1960s rebel cool captured in ‘The Bikeriders’

Writer and director Jeff Nichols wanted to make the motorcycle film for two decades

Jeff Nichols, left, writer/director of “The Bikeriders,” poses with cast members Austin Butler, center, and Jodie Comer. The motorcycle is a 1965 Harley Davidson Pan Head that Butler rode in the film. (Chris Pizzello / AP Photo)

Jeff Nichols dreamed of making a film about a 1960s motorcycle club for more than 20 years.

The obsession started when he first read Danny Lyon’s book “The Bikeriders,” a New Journalism-style account of the Chicago Outlaws Motorcycle Club in the mid-1960s. He saw it as a story about rebels, romantics, frauds and the end of an era.


But he didn’t realize just how terrifying it would be to film the motorcycles in motion.

The bikes were vintage. The actors, including Austin Butler and Tom Hardy, would ride at high speeds without wearing helmets.
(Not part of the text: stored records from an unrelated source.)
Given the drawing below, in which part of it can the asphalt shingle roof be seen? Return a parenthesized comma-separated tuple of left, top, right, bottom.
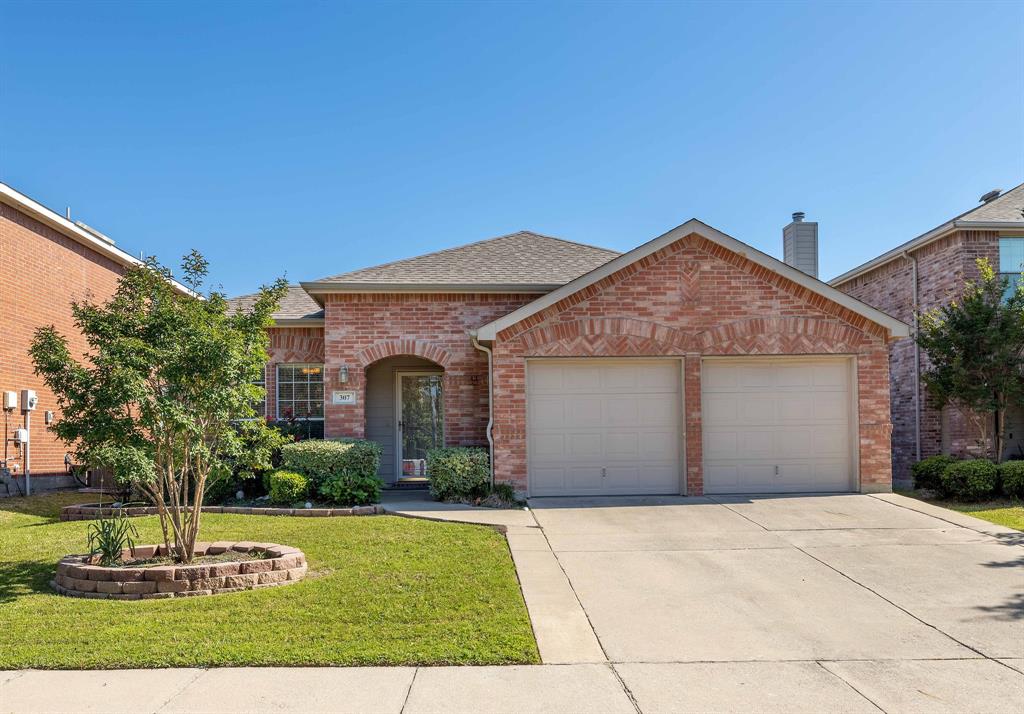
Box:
(961, 183, 1024, 223)
(226, 285, 324, 321)
(311, 231, 621, 286)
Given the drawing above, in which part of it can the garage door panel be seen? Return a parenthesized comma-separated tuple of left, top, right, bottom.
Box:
(528, 360, 682, 496)
(703, 359, 854, 494)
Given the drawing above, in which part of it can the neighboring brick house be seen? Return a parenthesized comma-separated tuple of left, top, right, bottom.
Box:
(832, 184, 1024, 485)
(0, 182, 188, 496)
(236, 222, 908, 496)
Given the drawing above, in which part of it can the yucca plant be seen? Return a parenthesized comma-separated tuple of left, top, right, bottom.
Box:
(87, 513, 139, 566)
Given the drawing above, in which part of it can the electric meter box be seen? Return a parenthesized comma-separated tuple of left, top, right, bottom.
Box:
(21, 390, 37, 411)
(14, 428, 29, 444)
(2, 391, 16, 410)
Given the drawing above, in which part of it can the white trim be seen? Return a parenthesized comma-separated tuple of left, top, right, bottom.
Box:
(829, 220, 1024, 286)
(0, 182, 195, 296)
(271, 318, 325, 327)
(301, 281, 558, 296)
(475, 219, 910, 341)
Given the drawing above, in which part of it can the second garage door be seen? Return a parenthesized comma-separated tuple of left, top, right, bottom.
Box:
(527, 360, 683, 496)
(702, 358, 855, 494)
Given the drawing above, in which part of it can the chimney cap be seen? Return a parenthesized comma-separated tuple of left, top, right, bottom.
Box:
(791, 211, 805, 223)
(979, 189, 1002, 203)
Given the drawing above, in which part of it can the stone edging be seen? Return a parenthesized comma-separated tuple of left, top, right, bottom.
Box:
(60, 503, 385, 521)
(51, 542, 307, 600)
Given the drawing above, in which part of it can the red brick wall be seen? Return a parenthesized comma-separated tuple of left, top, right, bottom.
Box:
(834, 229, 1001, 482)
(321, 293, 541, 447)
(491, 233, 894, 495)
(0, 203, 124, 486)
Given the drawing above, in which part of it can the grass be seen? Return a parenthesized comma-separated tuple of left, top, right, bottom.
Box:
(0, 492, 539, 669)
(898, 490, 1024, 531)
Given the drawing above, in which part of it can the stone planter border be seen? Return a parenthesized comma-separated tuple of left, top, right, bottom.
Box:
(51, 542, 307, 600)
(60, 503, 385, 521)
At some point, one of his stunt coordinators just said, “There is no way to make this 100% safe.”

“The Bikeriders” (which raced into theaters nationwide last Friday ) is a rare summer gem: An original film with stars (including Jodie Comer, Michael Shannon, Norman Reedus and Mike Faist), cool cred, pathos and a clear-eyed wistfulness for a brief moment and a type of guy.

“This is a film that is really about nostalgia,” Nichols said. There is a sadness that comes along with that. But there’s also a joy in remembering it.”

Nichols has always had great luck with casting and getting movie stars in his films right as they’re about to break big (like Jessica Chastain in “Take Shelter”).

For “The Bikeriders,” it was Butler. “Elvis “ had yet to come out, but when he met him, he was certain: This is a movie star.

“I read a lot of scripts, and this one just felt different,” Butler said. “It felt full of humanity and these cinematic moments. … I felt like I was being invited into this other world. And he was one of the coolest characters I’ve ever read.”

Butler’s Benny is also the most enigmatic of the bunch: a guy whose face is never shown in Lyon’s book and who is never interviewed — just talked about.

“I love how Jeff talks about him as this empty cup everybody wants to fill with their expectations and responsibilities. He doesn’t want any of that,” Butler said. “That’s when he wants to cut loose and be free.”

Nichols wanted Benny bottled up until the end and remembered telling his star to “pull it back” a few times.

One of Nichols’ most significant breakthroughs was realizing that the narrator should be Kathy, who falls for Benny at first sight and gets wrapped up in the club.

“She just pops off the page,” Nichols said. “She’s witty, she’s introspective, she’s self-deprecating, she’s infuriating at times. She is a real person.”

Comer saw in her a fascinating character, an “ordinary” but still extraordinary person who reminded her of women she knew growing up in Liverpool. She worked tirelessly to nail Kathy’s very specific working-class Chicago accent.

But on another level, she was just a better voice for what he wanted to say.

“The ultimate truth, and a subtext of the film, is that men are really bad at sharing their emotions,” he said. “Observing this group in the hands of a male narrator, I think, would be boring.”

Nichols mostly wanted to capture this time and culture and evoke the feeling he got when he opened “The Bikeriders” many years ago.

Nichols chose to make the film in color instead of mimicking Lyon’s famous use of black-and-white photography.

“They’re beautiful, but they are romanticized,” Nichols said. “I think they become less affected when you put them in color. They become more realistic.”

Like Butler, Hardy came into the film with some motorcycle know-how. But neither would describe it as a leg up — antique bikes are a different beast.

“It just happens to be a convenience because I can ride as opposed to lying about skiing,” Hardy said.

Still, once they got it down, it could be rather exciting.

“It was exhilarating riding in a giant group,” Butler said. “You feel the energy of every motorcycle coming together.”